AUSTIN, Texas (AP) — Texas prison administrators are considering moves that could result in fewer inmates serving long periods of time in solitary confinement.
"It's likely that there will be further reductions as we continue to improve our policies," said Brad Livingston, executive director of the Texas Department of Criminal Justice. "We're exploring program options that we expect will have that effect."
About 7,000 of the approximately 150,000 prisoners now fall into the administrative segregation category, known as ad seg. But that's down almost 30 percent in recent years.
"We're going to continue creating more pathways out of ad seg," Livingston told the Austin American-Statesman (http://bit.ly/1hSWVNU ).
Statistics show the Texas prisoners classified for administrative segregation average slightly less than two years in the solitary confinement. The only time they're allowed out of their cells is for a one-hour daily recreation period, during which where they also remain out of physical contact of other inmates.
Prison officials say more than half of the convicts in solitary confinement are there because of violent behavior against staff and other prisoners or because they are escape risks. The ad seg population also includes members of violent gangs.

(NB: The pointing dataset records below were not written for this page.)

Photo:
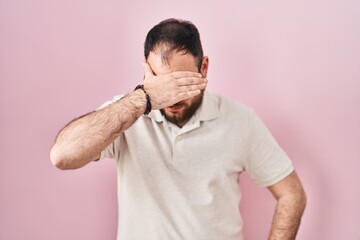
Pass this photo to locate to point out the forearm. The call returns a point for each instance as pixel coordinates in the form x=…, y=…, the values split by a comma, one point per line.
x=82, y=140
x=287, y=217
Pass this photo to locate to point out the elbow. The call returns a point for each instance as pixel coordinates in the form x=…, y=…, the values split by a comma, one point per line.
x=58, y=159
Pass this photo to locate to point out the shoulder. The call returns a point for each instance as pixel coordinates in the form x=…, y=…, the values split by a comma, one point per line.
x=230, y=107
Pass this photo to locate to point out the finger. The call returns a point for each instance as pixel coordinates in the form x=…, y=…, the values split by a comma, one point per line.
x=190, y=81
x=147, y=69
x=191, y=88
x=186, y=95
x=182, y=74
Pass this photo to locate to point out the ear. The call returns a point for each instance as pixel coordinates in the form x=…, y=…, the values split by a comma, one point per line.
x=204, y=66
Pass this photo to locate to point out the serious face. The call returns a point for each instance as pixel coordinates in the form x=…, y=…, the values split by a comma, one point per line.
x=182, y=111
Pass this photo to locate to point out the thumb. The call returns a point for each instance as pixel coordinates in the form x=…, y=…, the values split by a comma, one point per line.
x=147, y=69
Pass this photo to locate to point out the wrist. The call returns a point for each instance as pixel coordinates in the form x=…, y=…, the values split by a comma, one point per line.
x=148, y=106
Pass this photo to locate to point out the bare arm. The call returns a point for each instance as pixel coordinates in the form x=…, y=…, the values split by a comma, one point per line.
x=291, y=201
x=82, y=141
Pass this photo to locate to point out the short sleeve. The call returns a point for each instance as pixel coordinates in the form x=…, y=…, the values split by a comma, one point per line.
x=113, y=149
x=267, y=163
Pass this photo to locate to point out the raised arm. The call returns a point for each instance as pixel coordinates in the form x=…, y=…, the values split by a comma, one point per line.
x=291, y=202
x=83, y=139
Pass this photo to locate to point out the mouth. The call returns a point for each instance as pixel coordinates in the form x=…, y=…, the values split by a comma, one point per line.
x=175, y=108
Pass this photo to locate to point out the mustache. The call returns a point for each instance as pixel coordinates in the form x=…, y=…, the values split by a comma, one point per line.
x=179, y=104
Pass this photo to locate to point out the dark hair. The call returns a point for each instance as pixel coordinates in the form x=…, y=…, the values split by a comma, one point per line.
x=175, y=34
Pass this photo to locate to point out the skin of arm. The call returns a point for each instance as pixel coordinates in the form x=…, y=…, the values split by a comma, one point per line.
x=291, y=202
x=83, y=139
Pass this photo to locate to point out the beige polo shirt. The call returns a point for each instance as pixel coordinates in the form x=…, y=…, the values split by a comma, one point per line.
x=183, y=183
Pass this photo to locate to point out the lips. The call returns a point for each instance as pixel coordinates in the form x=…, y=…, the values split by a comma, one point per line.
x=175, y=108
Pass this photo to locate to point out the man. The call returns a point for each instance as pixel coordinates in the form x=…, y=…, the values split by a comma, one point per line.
x=179, y=163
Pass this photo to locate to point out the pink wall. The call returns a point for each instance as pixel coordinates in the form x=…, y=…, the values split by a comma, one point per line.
x=296, y=63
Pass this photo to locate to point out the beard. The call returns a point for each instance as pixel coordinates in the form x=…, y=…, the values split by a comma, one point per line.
x=187, y=111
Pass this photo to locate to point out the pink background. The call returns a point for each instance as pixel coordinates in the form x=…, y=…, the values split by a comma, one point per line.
x=297, y=63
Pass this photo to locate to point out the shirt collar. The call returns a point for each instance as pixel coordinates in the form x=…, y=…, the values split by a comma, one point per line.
x=207, y=111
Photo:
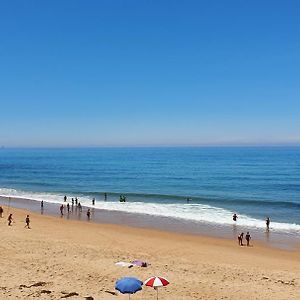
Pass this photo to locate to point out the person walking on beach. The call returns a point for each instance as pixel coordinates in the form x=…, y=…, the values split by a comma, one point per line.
x=27, y=221
x=248, y=238
x=234, y=217
x=61, y=210
x=268, y=223
x=9, y=219
x=240, y=239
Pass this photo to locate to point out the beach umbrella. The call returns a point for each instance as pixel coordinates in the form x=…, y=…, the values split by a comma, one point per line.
x=128, y=285
x=156, y=282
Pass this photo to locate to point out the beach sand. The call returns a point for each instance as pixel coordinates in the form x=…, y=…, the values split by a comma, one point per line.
x=58, y=257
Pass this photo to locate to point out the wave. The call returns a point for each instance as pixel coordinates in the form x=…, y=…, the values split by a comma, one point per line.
x=195, y=212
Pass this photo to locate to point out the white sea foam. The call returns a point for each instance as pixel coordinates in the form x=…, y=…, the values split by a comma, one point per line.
x=189, y=212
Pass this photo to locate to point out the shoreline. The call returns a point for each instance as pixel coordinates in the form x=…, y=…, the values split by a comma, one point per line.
x=135, y=220
x=67, y=256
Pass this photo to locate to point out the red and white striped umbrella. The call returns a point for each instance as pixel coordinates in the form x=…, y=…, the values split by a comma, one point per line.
x=156, y=282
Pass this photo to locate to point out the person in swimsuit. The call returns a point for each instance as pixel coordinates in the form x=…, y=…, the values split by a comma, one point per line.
x=240, y=239
x=27, y=221
x=9, y=219
x=248, y=238
x=61, y=210
x=268, y=223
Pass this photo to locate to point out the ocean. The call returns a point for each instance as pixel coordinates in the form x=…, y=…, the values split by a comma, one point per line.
x=254, y=182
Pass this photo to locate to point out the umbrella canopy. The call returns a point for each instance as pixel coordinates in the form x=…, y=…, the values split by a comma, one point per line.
x=128, y=285
x=156, y=281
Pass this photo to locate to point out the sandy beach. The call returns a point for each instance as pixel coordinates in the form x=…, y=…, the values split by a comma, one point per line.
x=59, y=258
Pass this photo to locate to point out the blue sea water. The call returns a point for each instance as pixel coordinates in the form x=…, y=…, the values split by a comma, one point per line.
x=252, y=182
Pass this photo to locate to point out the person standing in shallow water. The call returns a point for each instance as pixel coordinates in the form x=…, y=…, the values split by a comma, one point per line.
x=248, y=238
x=61, y=210
x=268, y=223
x=9, y=219
x=240, y=239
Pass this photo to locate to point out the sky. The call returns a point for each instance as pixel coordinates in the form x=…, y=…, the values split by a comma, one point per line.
x=149, y=73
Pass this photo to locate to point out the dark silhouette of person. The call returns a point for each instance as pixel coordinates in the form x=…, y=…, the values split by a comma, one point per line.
x=10, y=219
x=27, y=221
x=268, y=223
x=248, y=238
x=240, y=239
x=61, y=210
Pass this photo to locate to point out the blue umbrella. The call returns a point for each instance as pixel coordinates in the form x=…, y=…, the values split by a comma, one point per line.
x=128, y=285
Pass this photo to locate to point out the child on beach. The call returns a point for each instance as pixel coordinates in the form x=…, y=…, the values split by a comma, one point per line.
x=248, y=238
x=234, y=217
x=240, y=239
x=9, y=219
x=268, y=223
x=27, y=221
x=61, y=210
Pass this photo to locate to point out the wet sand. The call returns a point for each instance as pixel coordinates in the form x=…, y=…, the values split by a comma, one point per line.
x=288, y=241
x=60, y=257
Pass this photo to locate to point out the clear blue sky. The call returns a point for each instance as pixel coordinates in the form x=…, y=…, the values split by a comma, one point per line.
x=93, y=73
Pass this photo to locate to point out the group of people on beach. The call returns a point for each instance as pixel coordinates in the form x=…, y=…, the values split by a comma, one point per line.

Prisoner rights advocates have been critical of the agency's practice of releasing solitary confinement inmates directly to the streets once their sentences have been served, saying the harsh transition makes rejoining society even more difficult. Last year, more than 1,200 freed Texas prisoners fell into that category, officials said.
Livingston said improving that transition is a goal of the current policy review.
"We're dialed in on this issue to extend the successes of our treatment programs to this population," Livingston said. "Consistent with our commitment to public safety, I don't think the current number of 7,000 is the floor. I think we can do better."
New York, Mississippi, Washington and Colorado are among several states recently to cut or restrict isolation for prisoners. Some other states are facing lawsuits aimed at achieving the goal.